Salt Typhoon hackers breach telecommunications firms despite us sanctions

Security researchers are alerting the telecommunications industry about the ongoing activities of the Chinese government-linked hacking group known as Salt Typhoon. This group is reportedly infiltrating telecom firms despite extensive sanctions imposed by the U.S. government. A recent report from the threat intelligence firm Recorded Future highlights that between December 2024 and January 2025, Salt Typhoon breached at least five telecommunications providers.

The group’s activity made headlines last September when it was discovered they had penetrated major U.S. companies like AT&T and Verizon. This intrusion allowed access to the private communications of senior U.S. government officials and other influential political figures. Alarmingly, they also hacked systems used by law enforcement for court-authorized data collection, potentially gaining sensitive information about individuals under U.S. surveillance, particularly those linked to China.

Recorded Future has chosen not to disclose the names of the latest victims but confirmed they include a U.S. affiliate of a major U.K. telecommunications provider, an American internet service provider, and several telecommunications firms located in Italy, South Africa, and Thailand. The group conducted reconnaissance on various infrastructure assets operated by Myanmar’s Mytel, suggesting a methodical approach to targeting their next moves.

To facilitate their hacking efforts, Salt Typhoon exploited two significant vulnerabilities in Cisco devices, identified as CVE-20232-0198 and CVE-2023-20273. Over 1,000 Cisco devices worldwide were attacked, with a particular focus on those associated with telecommunications networks. This points to Salt Typhoon’s strategic priority of undermining telecom infrastructure essential for national security.

Moreover, researchers noted that the group also targeted devices connected to academic institutions like the University of California and Utah Tech.
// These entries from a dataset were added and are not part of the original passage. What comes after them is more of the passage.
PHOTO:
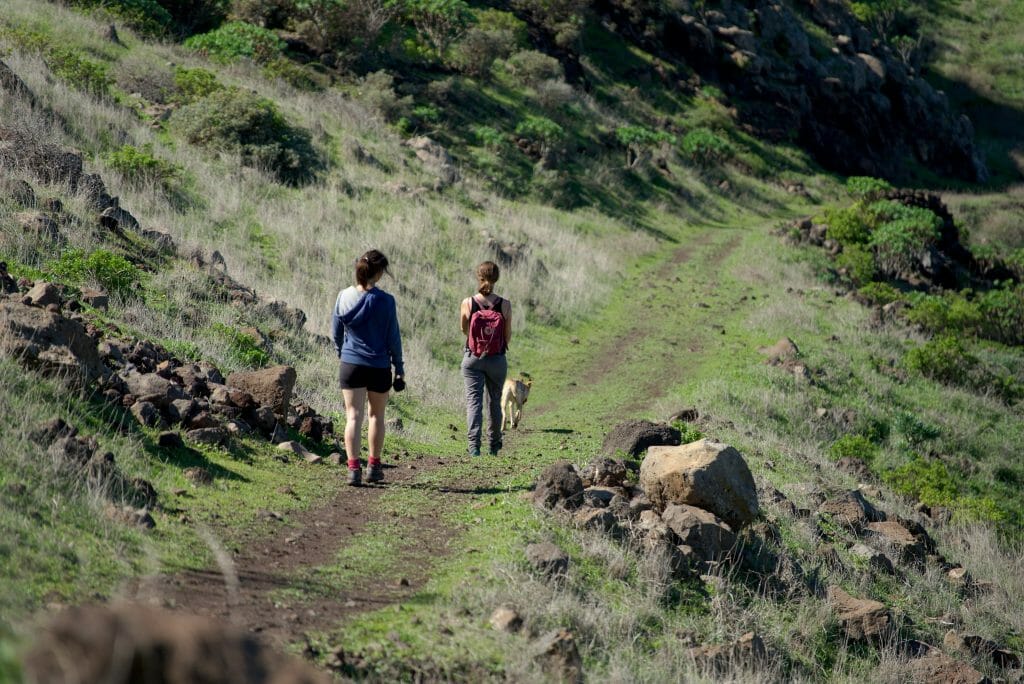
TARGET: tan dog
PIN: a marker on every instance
(514, 394)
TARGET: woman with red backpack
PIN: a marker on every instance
(485, 321)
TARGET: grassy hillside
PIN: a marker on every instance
(640, 221)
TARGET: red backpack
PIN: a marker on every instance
(486, 329)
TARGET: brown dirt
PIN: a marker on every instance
(304, 541)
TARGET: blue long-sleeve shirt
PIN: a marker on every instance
(365, 328)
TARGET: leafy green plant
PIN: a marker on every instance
(236, 40)
(113, 271)
(866, 187)
(853, 445)
(705, 147)
(84, 74)
(243, 348)
(235, 121)
(139, 166)
(194, 84)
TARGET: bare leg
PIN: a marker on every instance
(378, 400)
(355, 400)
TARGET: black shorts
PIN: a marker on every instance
(356, 377)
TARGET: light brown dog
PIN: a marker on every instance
(514, 394)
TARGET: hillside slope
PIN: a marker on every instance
(632, 170)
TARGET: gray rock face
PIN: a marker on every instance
(707, 474)
(708, 535)
(558, 485)
(49, 342)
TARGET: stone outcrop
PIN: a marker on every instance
(707, 474)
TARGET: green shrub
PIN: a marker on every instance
(139, 166)
(244, 349)
(80, 72)
(194, 84)
(858, 263)
(853, 445)
(866, 187)
(532, 68)
(928, 481)
(944, 359)
(239, 122)
(846, 224)
(880, 294)
(236, 40)
(705, 147)
(114, 272)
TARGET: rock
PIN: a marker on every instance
(892, 533)
(748, 652)
(123, 642)
(548, 559)
(558, 485)
(705, 473)
(861, 620)
(603, 472)
(270, 387)
(436, 158)
(198, 475)
(634, 437)
(213, 435)
(851, 509)
(599, 519)
(43, 294)
(875, 559)
(783, 350)
(153, 388)
(505, 618)
(136, 517)
(560, 657)
(146, 414)
(299, 451)
(709, 536)
(170, 440)
(51, 430)
(937, 668)
(49, 342)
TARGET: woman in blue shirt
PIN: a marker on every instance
(365, 328)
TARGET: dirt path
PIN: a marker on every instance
(271, 587)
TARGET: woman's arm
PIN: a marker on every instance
(464, 312)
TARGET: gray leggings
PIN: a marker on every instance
(483, 373)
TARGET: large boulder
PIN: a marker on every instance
(558, 485)
(49, 342)
(634, 437)
(709, 537)
(134, 643)
(269, 387)
(705, 473)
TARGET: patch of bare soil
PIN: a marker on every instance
(245, 590)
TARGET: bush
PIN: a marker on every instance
(194, 84)
(139, 167)
(928, 481)
(847, 225)
(858, 263)
(80, 72)
(866, 187)
(114, 272)
(244, 349)
(853, 445)
(944, 359)
(236, 40)
(531, 67)
(238, 122)
(705, 147)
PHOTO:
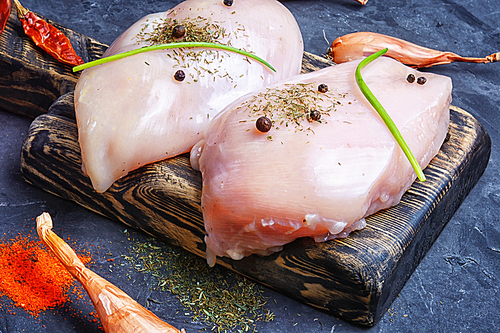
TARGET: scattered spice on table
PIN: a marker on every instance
(4, 13)
(47, 37)
(32, 277)
(119, 313)
(224, 301)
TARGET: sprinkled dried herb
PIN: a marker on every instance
(223, 300)
(200, 29)
(293, 105)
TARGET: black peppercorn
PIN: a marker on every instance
(421, 80)
(410, 78)
(263, 124)
(322, 88)
(179, 75)
(315, 115)
(178, 31)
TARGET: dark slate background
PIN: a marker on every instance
(456, 286)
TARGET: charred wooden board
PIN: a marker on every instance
(355, 279)
(30, 79)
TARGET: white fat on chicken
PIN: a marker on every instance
(315, 178)
(133, 111)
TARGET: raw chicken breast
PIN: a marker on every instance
(308, 176)
(133, 111)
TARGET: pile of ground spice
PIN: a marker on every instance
(32, 277)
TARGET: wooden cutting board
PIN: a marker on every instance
(355, 279)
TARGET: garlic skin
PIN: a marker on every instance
(118, 312)
(361, 44)
(316, 179)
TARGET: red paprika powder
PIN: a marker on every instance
(32, 277)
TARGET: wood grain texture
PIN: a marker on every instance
(30, 79)
(355, 279)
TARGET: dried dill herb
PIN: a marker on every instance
(196, 30)
(201, 62)
(224, 301)
(293, 105)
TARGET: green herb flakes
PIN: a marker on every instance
(223, 300)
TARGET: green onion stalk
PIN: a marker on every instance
(171, 46)
(383, 114)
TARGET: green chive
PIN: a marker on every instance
(383, 114)
(171, 46)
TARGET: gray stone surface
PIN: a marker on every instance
(456, 286)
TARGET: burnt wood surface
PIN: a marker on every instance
(355, 279)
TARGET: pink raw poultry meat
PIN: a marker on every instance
(317, 178)
(133, 111)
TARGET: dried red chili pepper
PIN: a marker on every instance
(47, 37)
(4, 13)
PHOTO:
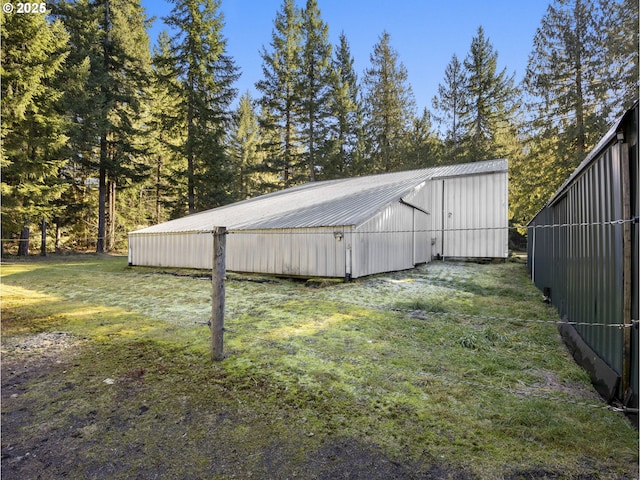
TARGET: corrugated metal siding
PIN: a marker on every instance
(348, 201)
(298, 252)
(291, 232)
(304, 252)
(384, 243)
(576, 249)
(475, 216)
(185, 250)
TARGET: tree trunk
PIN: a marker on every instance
(111, 217)
(43, 238)
(158, 179)
(58, 235)
(23, 244)
(102, 195)
(190, 163)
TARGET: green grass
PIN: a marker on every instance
(378, 361)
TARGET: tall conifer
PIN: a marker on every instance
(33, 127)
(389, 107)
(280, 100)
(110, 48)
(449, 103)
(345, 127)
(206, 74)
(490, 100)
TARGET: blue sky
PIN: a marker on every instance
(425, 33)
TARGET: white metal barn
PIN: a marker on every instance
(345, 228)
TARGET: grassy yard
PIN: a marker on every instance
(437, 372)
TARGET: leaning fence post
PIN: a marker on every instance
(217, 295)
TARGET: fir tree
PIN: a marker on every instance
(621, 42)
(567, 91)
(345, 127)
(566, 81)
(249, 176)
(206, 74)
(423, 147)
(33, 128)
(449, 104)
(389, 107)
(490, 100)
(280, 100)
(110, 50)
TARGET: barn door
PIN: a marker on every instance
(452, 218)
(474, 216)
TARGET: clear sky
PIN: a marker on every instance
(425, 33)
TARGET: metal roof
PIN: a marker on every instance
(349, 201)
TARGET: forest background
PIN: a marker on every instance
(102, 134)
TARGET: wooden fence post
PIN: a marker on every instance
(217, 296)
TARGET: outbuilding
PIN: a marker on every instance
(346, 228)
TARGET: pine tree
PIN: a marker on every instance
(166, 136)
(206, 73)
(490, 100)
(449, 104)
(423, 147)
(389, 107)
(280, 100)
(315, 78)
(344, 155)
(110, 47)
(33, 51)
(566, 81)
(249, 175)
(567, 87)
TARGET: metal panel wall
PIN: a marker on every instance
(305, 252)
(186, 250)
(384, 243)
(475, 213)
(319, 251)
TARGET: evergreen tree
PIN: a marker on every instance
(566, 81)
(315, 78)
(423, 147)
(567, 87)
(490, 100)
(344, 156)
(449, 105)
(389, 107)
(249, 176)
(206, 74)
(622, 40)
(33, 51)
(110, 47)
(166, 136)
(280, 90)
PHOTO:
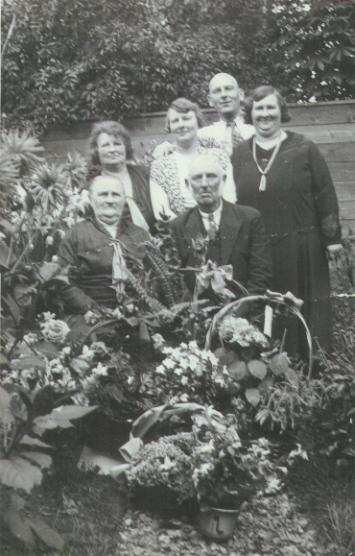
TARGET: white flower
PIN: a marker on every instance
(30, 338)
(273, 485)
(169, 363)
(100, 370)
(160, 370)
(193, 362)
(54, 330)
(48, 316)
(167, 465)
(158, 341)
(297, 453)
(87, 353)
(205, 469)
(117, 314)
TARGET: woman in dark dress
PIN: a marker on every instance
(111, 154)
(284, 176)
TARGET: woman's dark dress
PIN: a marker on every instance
(300, 212)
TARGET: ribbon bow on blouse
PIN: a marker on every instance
(119, 269)
(215, 277)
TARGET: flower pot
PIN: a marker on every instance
(217, 523)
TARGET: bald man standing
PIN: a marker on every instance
(224, 95)
(235, 234)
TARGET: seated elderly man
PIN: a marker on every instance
(99, 250)
(233, 235)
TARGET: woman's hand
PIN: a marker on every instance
(91, 317)
(334, 250)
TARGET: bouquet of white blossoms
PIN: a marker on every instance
(190, 374)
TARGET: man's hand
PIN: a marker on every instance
(334, 250)
(91, 317)
(163, 149)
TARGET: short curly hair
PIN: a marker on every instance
(183, 105)
(111, 128)
(258, 94)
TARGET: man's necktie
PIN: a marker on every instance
(212, 227)
(236, 135)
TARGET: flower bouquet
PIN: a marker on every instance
(160, 475)
(190, 374)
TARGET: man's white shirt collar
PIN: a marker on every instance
(206, 218)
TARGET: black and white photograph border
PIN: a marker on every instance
(177, 258)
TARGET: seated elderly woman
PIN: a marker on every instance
(112, 155)
(99, 251)
(170, 192)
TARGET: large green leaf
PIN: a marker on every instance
(17, 472)
(4, 256)
(257, 368)
(42, 460)
(19, 527)
(35, 442)
(60, 417)
(253, 396)
(238, 370)
(6, 416)
(47, 271)
(29, 362)
(278, 364)
(47, 535)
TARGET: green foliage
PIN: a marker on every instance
(313, 48)
(74, 60)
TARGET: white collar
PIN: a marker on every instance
(217, 215)
(111, 228)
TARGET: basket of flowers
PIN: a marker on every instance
(159, 476)
(208, 466)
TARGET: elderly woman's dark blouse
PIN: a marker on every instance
(88, 250)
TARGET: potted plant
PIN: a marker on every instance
(159, 477)
(226, 472)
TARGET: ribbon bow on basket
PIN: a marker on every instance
(276, 299)
(214, 277)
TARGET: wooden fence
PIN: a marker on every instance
(329, 124)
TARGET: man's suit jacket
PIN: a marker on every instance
(243, 244)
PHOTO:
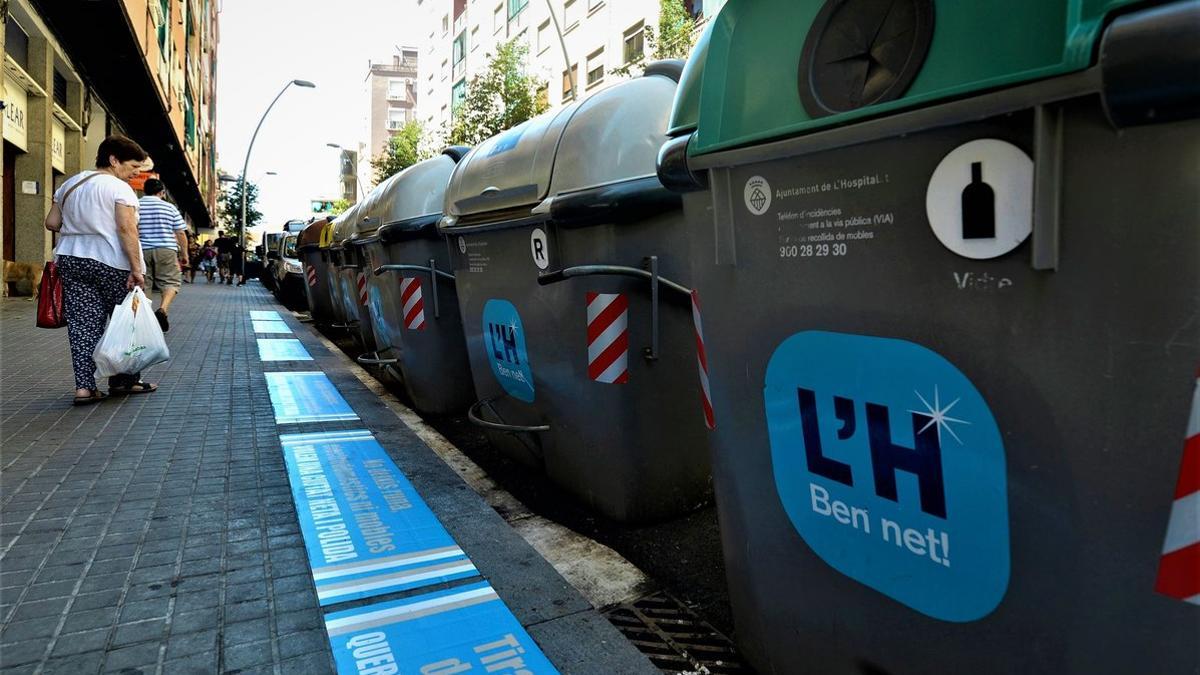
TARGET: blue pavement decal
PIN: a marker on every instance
(306, 396)
(366, 530)
(270, 327)
(465, 629)
(282, 350)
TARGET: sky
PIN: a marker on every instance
(267, 43)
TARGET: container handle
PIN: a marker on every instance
(652, 275)
(372, 358)
(473, 417)
(435, 273)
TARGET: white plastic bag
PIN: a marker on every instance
(133, 340)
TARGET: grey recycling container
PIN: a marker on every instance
(354, 269)
(949, 280)
(315, 260)
(571, 279)
(335, 258)
(412, 297)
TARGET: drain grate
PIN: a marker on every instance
(675, 639)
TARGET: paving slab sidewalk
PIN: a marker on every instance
(156, 533)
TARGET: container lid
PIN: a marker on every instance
(311, 234)
(342, 225)
(509, 169)
(773, 69)
(615, 135)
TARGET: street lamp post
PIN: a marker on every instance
(245, 167)
(355, 156)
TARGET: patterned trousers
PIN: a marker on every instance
(90, 291)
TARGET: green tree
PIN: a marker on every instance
(672, 39)
(501, 97)
(402, 151)
(231, 205)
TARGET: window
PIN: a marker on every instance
(189, 119)
(60, 89)
(17, 42)
(635, 42)
(571, 13)
(595, 67)
(163, 28)
(460, 53)
(457, 95)
(567, 81)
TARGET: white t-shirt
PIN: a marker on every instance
(89, 219)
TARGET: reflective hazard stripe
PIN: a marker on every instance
(609, 338)
(412, 303)
(1179, 569)
(702, 363)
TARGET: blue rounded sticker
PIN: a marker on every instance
(507, 352)
(892, 469)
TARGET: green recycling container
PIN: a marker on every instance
(947, 257)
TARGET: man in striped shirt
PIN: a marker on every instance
(163, 237)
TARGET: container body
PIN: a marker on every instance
(354, 305)
(427, 340)
(933, 463)
(627, 435)
(315, 262)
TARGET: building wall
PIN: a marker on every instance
(591, 28)
(39, 125)
(384, 103)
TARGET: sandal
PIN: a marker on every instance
(136, 388)
(94, 398)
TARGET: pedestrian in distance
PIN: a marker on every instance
(163, 236)
(193, 257)
(99, 257)
(226, 250)
(209, 260)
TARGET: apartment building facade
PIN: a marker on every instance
(391, 101)
(459, 36)
(76, 72)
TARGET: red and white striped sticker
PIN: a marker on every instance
(363, 290)
(702, 363)
(609, 338)
(1179, 569)
(414, 305)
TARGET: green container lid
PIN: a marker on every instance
(772, 69)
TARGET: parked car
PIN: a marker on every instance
(288, 280)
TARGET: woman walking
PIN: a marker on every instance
(99, 257)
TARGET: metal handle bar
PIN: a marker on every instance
(652, 275)
(372, 358)
(615, 270)
(445, 275)
(473, 417)
(433, 272)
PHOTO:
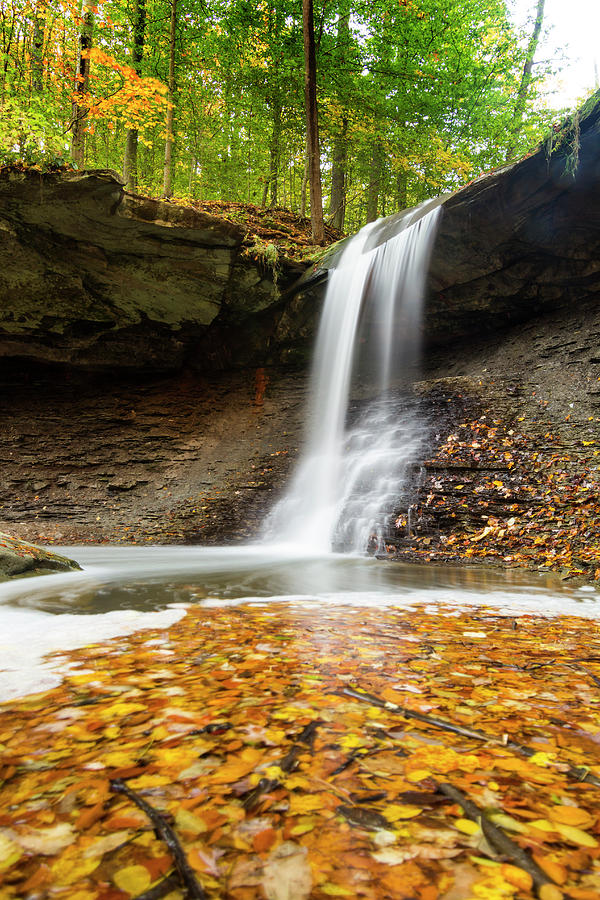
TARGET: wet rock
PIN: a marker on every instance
(95, 277)
(18, 558)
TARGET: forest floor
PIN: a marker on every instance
(285, 231)
(248, 752)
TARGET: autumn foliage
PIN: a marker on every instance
(300, 752)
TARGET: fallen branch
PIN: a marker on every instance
(164, 830)
(160, 890)
(576, 773)
(287, 764)
(495, 836)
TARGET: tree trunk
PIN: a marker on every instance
(312, 123)
(517, 120)
(339, 162)
(337, 202)
(37, 50)
(401, 191)
(82, 77)
(168, 173)
(304, 186)
(274, 151)
(375, 175)
(131, 142)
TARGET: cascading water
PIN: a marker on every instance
(350, 476)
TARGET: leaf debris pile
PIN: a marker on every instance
(301, 752)
(494, 493)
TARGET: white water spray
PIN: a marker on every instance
(351, 476)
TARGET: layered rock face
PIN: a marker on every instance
(19, 559)
(94, 277)
(519, 242)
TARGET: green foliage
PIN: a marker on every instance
(416, 95)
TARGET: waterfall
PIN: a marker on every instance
(354, 464)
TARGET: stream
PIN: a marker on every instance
(126, 588)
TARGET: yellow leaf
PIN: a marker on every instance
(396, 811)
(553, 869)
(351, 742)
(187, 821)
(507, 822)
(119, 759)
(305, 824)
(542, 759)
(117, 711)
(517, 877)
(418, 775)
(10, 852)
(467, 826)
(238, 768)
(132, 879)
(69, 869)
(576, 835)
(543, 825)
(550, 892)
(301, 804)
(571, 815)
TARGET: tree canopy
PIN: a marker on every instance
(414, 96)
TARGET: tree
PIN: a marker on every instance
(82, 77)
(137, 55)
(526, 79)
(339, 162)
(168, 170)
(312, 123)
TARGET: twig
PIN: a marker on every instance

This suggests a malicious intent to access critical research linked to telecommunications and technology advancements.

In response to these breaches, the U.S. Treasury Department has sanctioned entities connected with Salt Typhoon. In January, the department specifically targeted Sichuan Juxinhe Network Technology, a cybersecurity firm alleged to have ties to the hacking group. Despite these actions, experts from Recorded Future assert that Salt Typhoon is likely to persist in its efforts against telecommunications firms both in the U.S. and around the globe.

The continued operation of Salt Typhoon serves as a stark reminder of the vulnerabilities present in critical telecommunications infrastructure and the ongoing cyber threats from nation-state actors. As technology and cyber warfare evolve, the imperative for robust security measures becomes ever more critical for organizations in this space. It is essential for the telecommunications sector to remain vigilant and invest in superior security protocols to mitigate the threat posed by sophisticated hacking groups like Salt Typhoon.